Combined Sewer Overflows (CSO)

The Combined Sewer Overflow Map on this page gives the approximate locations of the Defiance combined sewer overflow outfall sites. The triangles represent sites with real-time monitored data and the circles represent sites with real-time modeled data. If the site icon is red, an overflow has been detected or modeled to occur and will remain red for 24 hours after the discharge event has ended. The icons are updated every 5 minutes.

If any icon is red the following areas may be affected:

  • Auglaize River
  • Maumee River
  • Ditch to Auglaize River
  • Preston Run
  • Riverside Park, Pontiac Park, Library/Fort Grounds, and Kingsbury Park.

If you hover over an icon with the cursor, the outfall name, water body the discharge affects, and date/time discharge started will appear. If you click on an icon a dropdown screen will appear that allows you to download a file with overflow event duration and volumes for a chosen time period based on the system model.

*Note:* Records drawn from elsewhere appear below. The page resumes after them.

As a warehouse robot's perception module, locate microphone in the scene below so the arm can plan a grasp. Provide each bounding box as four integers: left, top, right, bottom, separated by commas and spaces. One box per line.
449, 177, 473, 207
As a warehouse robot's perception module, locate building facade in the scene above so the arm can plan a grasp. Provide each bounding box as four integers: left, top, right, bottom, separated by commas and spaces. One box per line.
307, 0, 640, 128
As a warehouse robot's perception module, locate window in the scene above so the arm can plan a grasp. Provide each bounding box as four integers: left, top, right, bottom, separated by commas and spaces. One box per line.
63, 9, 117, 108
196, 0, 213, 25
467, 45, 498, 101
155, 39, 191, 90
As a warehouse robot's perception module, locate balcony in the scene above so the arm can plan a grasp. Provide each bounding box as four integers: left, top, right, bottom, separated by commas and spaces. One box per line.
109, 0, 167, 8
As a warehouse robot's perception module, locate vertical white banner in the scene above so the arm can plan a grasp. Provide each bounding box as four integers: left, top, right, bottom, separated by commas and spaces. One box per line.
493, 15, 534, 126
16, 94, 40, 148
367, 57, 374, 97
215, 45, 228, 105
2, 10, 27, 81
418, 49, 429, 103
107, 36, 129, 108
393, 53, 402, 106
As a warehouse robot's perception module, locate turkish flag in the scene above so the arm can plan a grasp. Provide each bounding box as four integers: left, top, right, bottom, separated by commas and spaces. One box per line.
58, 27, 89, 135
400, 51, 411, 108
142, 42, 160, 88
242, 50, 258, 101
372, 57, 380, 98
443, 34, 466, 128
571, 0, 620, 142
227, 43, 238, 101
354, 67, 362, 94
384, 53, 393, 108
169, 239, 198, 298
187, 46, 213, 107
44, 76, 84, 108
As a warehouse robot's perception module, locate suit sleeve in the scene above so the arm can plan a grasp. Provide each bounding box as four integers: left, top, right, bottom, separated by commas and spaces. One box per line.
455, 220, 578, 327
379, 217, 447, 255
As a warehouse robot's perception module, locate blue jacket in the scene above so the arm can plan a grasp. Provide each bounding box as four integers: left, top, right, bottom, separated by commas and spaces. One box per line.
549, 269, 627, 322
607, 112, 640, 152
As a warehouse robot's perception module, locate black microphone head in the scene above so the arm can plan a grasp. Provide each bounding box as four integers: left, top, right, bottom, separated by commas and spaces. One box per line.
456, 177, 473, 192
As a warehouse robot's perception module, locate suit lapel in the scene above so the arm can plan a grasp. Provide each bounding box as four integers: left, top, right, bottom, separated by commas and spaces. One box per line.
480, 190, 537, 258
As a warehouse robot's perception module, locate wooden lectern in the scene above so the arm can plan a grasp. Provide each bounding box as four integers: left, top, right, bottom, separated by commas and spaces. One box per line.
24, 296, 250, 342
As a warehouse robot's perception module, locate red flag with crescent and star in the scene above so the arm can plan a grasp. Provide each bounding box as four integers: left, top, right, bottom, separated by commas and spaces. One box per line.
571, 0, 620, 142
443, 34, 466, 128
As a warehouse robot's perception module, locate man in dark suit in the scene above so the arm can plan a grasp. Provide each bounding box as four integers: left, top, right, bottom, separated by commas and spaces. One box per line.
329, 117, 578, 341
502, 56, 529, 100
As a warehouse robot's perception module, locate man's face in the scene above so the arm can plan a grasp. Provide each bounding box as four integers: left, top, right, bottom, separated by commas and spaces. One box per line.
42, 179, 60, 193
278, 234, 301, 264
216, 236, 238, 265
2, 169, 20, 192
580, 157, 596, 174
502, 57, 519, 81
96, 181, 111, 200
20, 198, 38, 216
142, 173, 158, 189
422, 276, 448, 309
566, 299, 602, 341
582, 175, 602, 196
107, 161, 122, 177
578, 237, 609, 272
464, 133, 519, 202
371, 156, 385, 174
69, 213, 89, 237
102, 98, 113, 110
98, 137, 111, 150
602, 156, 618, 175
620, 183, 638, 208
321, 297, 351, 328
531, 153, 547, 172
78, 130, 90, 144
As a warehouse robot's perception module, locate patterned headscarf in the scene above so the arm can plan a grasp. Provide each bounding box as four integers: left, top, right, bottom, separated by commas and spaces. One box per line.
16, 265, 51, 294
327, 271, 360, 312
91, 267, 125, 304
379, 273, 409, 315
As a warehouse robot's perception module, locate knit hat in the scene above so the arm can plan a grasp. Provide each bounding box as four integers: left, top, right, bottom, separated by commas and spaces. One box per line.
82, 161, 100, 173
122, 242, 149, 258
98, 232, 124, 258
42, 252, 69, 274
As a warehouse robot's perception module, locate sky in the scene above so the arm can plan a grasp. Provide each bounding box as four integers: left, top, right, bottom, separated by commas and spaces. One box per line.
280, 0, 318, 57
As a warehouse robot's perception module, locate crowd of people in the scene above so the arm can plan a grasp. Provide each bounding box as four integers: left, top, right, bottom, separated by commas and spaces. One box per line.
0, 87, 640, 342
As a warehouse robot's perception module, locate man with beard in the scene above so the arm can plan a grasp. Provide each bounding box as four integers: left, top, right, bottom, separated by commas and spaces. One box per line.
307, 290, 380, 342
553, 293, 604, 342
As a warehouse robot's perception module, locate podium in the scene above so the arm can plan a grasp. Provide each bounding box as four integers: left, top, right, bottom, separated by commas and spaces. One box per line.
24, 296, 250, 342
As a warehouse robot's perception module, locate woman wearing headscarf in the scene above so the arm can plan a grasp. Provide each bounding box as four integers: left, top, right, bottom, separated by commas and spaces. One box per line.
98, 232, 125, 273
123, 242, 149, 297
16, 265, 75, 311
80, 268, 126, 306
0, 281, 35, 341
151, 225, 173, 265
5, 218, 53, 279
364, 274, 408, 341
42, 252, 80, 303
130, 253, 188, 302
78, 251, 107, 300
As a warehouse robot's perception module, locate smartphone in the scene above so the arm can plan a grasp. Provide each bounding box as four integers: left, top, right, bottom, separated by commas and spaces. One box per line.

Combined Sewer Overflow Diagram

Combined sewers are sanitary wastewater and stormwater runoff that are collected in the same sewer. The combined flow is then transported to the Wastewater Treatment Plant. Sometimes when it rains, combined sewers do not have enough capacity to carry all the flow to the Wastewater Treatment Plant. In these situations, a portion of the untreated wastewater discharges into the Maumee or Auglaize River, creating a combined sewer overflow (CSO). These overflows help to minimize backups in homeowner basements during heavy rainfalls.

Long Term Control Plan

The City is currently working with the Ohio Environmental Protection Agency (OEPA) on a Long Term Control Plan (LTCP) to reduce the amount of CSOs discharged during heavy rainfalls. Over the last 10 years, the City has removed 16 CSOs but still has 28 that remain active. Although 28 remain, the City has done several projects to reduce the amount of overflows.

How to Make a Difference

  • Remove downspouts from discharging into the sanitary sewer allowing storm water to "splash" on the ground.
  • Avoid using excess water during rain events. For example: avoid doing laundry.
  • Do not discard your grease into the drain. Scrape the grease into a can and dispose of it in the trash. Grease will build up in sewer lines restricting the flows.
  • Do not dispose of any wipes or feminine products in the toilet. These do not breakdown and can build up causing an obstruction.
  • Visit the Land to Lake website for information on landscaping projects that help control stormwater.